The stock market and economic outlook in the United States are “deteriorating,”…

by Mac Slavo of SHTFplan

A slump in recent economic data coupled with enhanced trade war tensions between the United States and China have prompted Morgan Stanley to sound the alarm.  Morgan Stanley is warning that the U.S. economy is now on “recession watch” as the bond market shows warning signs of a downturn.

According to a report by CNBC, the bank said that the U.S. economy is now officially on a “recession watch.” The bank wrote: “Numerous leading companies may be starting to throw in the towel on the second half rebound–something we have been expecting.” Michael Wilson. the firms chief U.S. economic strategist added that market risks have been reflected in the bond market, pointing to an unusual phenomenon in government debt yields.

The stock market and economic outlook in the United States are “deteriorating,” says Wilson. “Recent data points suggest US earnings and economic risk is greater than most investors may think.” The current economy is one of utter bafflement, to be fair.

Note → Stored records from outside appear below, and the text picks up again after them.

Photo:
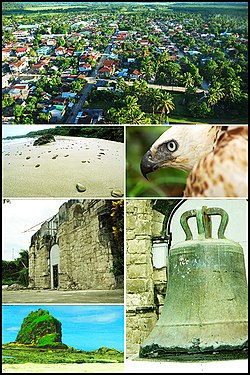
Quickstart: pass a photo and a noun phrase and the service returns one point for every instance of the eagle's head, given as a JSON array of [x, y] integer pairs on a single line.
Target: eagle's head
[[180, 146]]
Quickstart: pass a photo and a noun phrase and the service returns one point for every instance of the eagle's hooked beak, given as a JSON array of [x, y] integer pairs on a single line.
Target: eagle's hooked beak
[[147, 165]]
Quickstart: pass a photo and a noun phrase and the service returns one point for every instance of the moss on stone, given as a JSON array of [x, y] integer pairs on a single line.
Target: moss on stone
[[40, 329]]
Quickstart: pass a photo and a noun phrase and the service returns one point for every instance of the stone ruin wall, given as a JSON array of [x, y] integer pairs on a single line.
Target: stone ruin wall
[[145, 285], [87, 249]]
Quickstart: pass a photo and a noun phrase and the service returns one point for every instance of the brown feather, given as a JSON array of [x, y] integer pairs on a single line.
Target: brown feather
[[223, 172]]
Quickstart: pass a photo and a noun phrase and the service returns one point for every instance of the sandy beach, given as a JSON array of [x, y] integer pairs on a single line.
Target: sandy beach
[[55, 169], [63, 367]]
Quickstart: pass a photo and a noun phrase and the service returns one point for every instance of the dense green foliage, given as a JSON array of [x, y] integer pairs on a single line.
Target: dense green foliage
[[40, 328], [24, 354], [221, 62], [16, 271]]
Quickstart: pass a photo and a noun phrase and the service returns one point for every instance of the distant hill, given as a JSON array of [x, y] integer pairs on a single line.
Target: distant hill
[[41, 329]]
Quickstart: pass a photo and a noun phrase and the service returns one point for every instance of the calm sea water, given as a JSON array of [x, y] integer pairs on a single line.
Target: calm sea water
[[16, 141]]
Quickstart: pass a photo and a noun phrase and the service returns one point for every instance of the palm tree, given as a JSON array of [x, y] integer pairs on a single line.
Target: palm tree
[[188, 80], [215, 94], [165, 104]]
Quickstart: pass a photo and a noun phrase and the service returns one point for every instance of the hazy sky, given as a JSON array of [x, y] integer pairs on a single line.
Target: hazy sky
[[86, 327], [10, 130], [19, 216]]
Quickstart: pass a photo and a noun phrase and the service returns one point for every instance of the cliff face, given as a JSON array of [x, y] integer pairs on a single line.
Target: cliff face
[[41, 329]]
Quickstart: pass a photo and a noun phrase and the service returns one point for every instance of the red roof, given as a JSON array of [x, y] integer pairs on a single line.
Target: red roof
[[21, 49], [105, 69]]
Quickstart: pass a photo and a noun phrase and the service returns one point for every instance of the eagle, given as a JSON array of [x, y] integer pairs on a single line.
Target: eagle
[[215, 156]]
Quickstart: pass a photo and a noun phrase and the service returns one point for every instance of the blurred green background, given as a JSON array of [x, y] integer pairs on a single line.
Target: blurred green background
[[166, 182]]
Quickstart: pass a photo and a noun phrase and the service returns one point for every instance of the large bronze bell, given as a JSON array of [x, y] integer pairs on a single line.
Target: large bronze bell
[[205, 308]]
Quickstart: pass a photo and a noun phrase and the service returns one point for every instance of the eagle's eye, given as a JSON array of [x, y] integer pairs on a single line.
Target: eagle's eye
[[172, 145]]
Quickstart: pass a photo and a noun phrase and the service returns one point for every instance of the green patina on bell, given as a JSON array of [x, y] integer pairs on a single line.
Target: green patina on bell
[[206, 304]]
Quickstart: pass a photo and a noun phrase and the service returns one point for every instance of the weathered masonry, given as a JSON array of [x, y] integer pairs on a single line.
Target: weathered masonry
[[76, 249]]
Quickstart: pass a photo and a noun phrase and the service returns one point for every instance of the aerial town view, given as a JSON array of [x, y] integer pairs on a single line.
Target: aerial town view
[[124, 63]]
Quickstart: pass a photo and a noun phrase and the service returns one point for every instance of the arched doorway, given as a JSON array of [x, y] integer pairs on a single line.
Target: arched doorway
[[54, 266]]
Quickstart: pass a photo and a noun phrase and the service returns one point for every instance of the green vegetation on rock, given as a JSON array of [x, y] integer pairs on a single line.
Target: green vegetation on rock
[[40, 329]]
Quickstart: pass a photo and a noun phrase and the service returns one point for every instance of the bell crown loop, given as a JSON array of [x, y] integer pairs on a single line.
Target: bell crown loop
[[204, 222]]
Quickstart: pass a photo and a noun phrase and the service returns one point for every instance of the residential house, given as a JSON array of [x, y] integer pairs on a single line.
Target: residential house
[[84, 67], [21, 51], [135, 74], [19, 91], [5, 80], [61, 51], [6, 53], [18, 66], [44, 50], [57, 112], [51, 42], [105, 72]]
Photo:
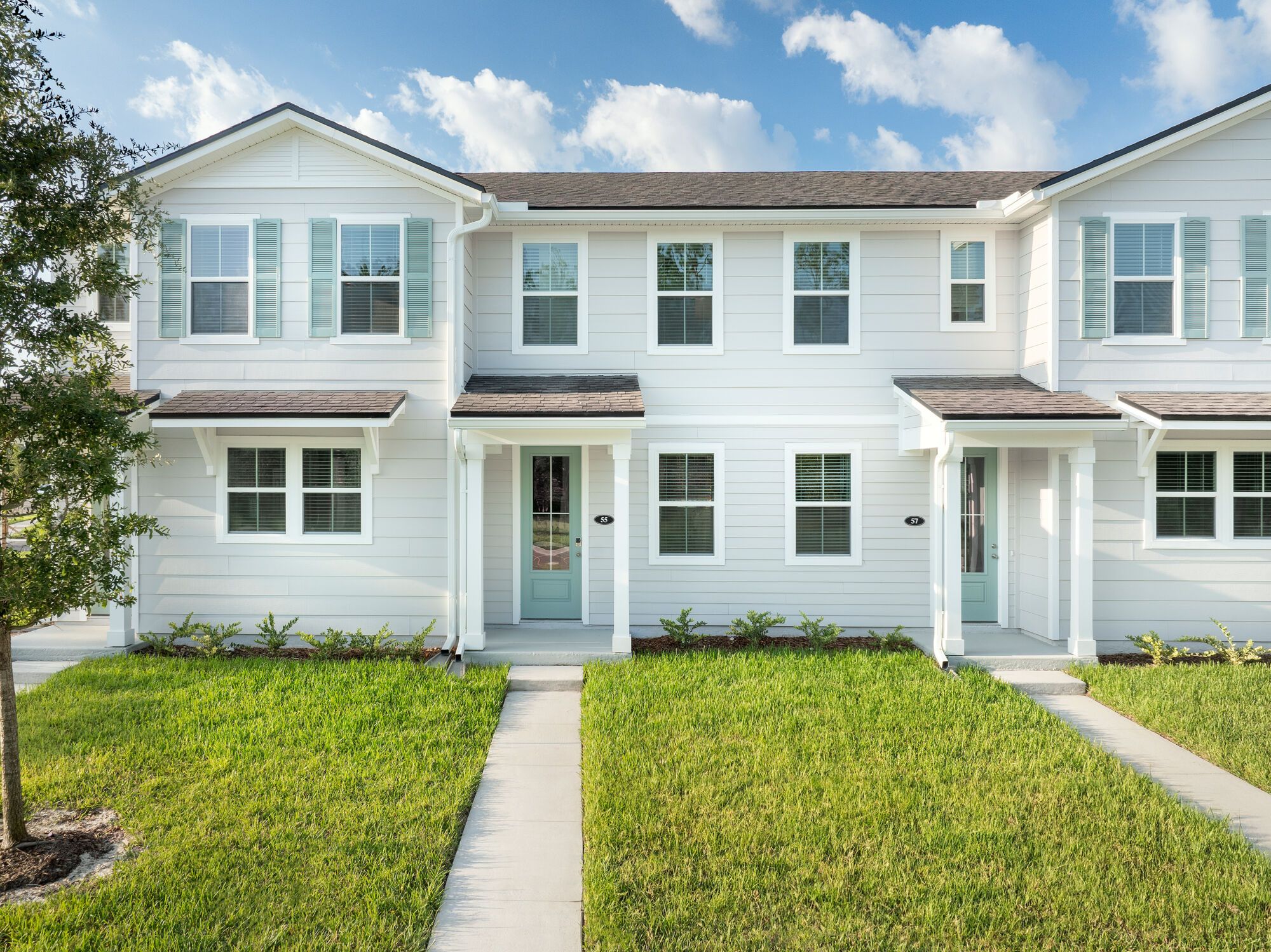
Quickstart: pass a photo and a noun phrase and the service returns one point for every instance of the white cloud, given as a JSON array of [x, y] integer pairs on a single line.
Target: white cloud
[[665, 129], [889, 151], [503, 124], [81, 11], [214, 96], [1200, 60], [705, 18], [1014, 99]]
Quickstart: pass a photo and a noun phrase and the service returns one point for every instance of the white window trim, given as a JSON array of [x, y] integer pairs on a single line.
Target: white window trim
[[533, 236], [716, 294], [853, 507], [1176, 337], [250, 337], [1225, 507], [991, 279], [294, 490], [387, 219], [822, 235], [658, 559]]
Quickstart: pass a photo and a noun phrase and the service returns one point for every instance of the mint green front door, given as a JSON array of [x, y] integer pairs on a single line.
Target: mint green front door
[[551, 557], [981, 536]]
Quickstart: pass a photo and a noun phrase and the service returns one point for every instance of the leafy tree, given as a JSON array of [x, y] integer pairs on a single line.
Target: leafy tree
[[67, 442]]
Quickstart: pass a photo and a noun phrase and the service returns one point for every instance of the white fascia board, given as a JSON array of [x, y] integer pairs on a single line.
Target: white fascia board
[[285, 121]]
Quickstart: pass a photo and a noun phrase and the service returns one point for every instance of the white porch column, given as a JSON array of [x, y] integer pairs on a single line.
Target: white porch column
[[121, 631], [622, 548], [1081, 632], [475, 632], [954, 643]]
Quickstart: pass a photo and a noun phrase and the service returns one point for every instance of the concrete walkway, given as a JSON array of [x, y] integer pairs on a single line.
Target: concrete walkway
[[517, 881], [1188, 777]]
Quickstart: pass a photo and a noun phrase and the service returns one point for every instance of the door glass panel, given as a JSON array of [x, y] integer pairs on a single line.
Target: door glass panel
[[550, 498], [973, 514]]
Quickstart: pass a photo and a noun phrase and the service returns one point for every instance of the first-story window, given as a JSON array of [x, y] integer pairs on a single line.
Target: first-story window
[[296, 491], [1251, 485], [257, 494], [822, 490], [339, 475], [370, 279], [1186, 495], [219, 279], [687, 515]]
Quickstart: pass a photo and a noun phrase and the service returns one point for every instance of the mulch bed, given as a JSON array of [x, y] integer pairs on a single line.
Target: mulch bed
[[664, 644], [250, 651], [65, 847]]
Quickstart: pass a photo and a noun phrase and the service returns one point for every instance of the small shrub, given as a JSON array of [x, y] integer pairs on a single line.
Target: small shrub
[[1156, 648], [166, 644], [210, 640], [331, 644], [683, 630], [416, 649], [895, 640], [754, 627], [819, 635], [1226, 648], [271, 636]]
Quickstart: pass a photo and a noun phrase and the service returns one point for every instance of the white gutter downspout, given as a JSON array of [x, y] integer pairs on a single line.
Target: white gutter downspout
[[942, 496], [457, 580]]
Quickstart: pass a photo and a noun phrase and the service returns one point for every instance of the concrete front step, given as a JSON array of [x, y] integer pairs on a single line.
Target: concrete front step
[[1039, 683], [545, 678]]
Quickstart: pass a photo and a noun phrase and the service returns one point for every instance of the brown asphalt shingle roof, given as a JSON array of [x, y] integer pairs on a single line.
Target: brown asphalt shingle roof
[[756, 190], [1202, 406], [282, 404], [603, 396], [1000, 398]]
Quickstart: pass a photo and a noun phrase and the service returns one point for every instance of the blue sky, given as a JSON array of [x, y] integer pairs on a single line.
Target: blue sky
[[676, 85]]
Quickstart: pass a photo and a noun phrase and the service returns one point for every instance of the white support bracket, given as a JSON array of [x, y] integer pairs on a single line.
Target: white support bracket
[[373, 448], [207, 438], [1148, 443]]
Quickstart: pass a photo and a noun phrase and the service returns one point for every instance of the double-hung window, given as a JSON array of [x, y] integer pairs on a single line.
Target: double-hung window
[[221, 279], [1186, 490], [1251, 495], [686, 293], [550, 293], [370, 279], [294, 490], [822, 491], [257, 490], [968, 279], [1143, 279], [822, 293], [687, 504]]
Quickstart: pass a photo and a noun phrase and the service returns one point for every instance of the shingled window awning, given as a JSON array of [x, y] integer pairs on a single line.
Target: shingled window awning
[[1009, 398], [227, 406], [597, 396]]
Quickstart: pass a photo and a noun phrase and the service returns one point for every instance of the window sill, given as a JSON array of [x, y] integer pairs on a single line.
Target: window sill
[[1146, 341]]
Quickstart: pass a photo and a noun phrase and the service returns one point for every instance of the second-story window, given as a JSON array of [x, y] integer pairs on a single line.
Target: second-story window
[[219, 279], [1143, 275], [370, 279]]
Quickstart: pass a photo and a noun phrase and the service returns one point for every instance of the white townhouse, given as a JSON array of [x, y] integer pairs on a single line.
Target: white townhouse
[[1017, 412]]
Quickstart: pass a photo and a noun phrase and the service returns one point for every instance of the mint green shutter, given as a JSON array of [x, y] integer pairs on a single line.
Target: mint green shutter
[[1254, 275], [268, 248], [322, 278], [1096, 292], [172, 278], [1195, 247], [419, 278]]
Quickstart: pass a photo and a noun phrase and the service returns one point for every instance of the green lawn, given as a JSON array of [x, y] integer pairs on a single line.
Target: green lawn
[[864, 801], [1217, 711], [280, 805]]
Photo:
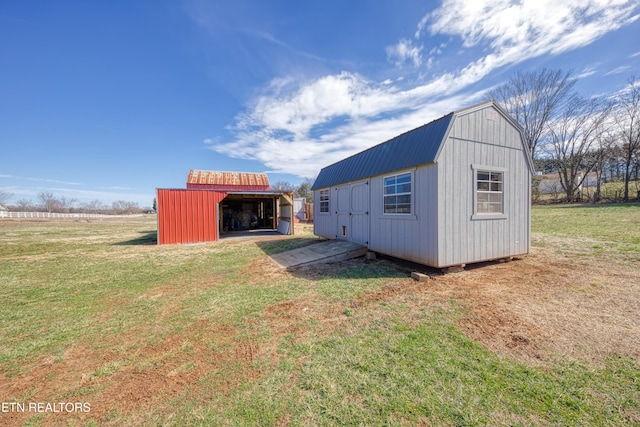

The mainstream media is painting a rather rosy picture of near-perfect employment, however, defaults on loans and the sheer amount of financial distress on the average American household is rising.

As a matter of fact, the stock strategist highlighted a recent survey from financial data firm IHS Markit that showed manufacturing activity fell to a nine-year low in May. That report also revealed a “notable slowdown” in the U.S. services sector, a key area for an American economy characterized by huge job gains in health care and business services. Not to mention all the retail store closures, aptly dubbed the “retail apocalypse.”

Much of April and May’s data reflect a slowing economy. “Which means it weakened before the re-escalation of trade tensions,” Wilson continued. “In addition, numerous leading companies may be starting to throw in the towel on the second half rebound–something we have been expecting but we believe many investors are not.” This means that the trade war is not helping the economy, but it isn’t entirely to blame either.

Some of the blame should go to the mountains of debt piling up at corporations and households across the country. Americans have reached their “tap out” point, and many can no longer acquire any more debt.  All of this debt could be a catalyst for the next economic catastrophe, but you won’t be hearing about it from the mainstream media. The problem with debt is that there is an expectation that that money will be paid back.  And when it’s not, problems arise.

“The April durable goods report was bad, particularly the details relating to capital goods orders and shipments. Coming on the heels of last week’s crummy April retail sales report, it suggests second quarter activity growth is sharply downshifting from the first quarter pace, ” the Morgan Stanley economists wrote.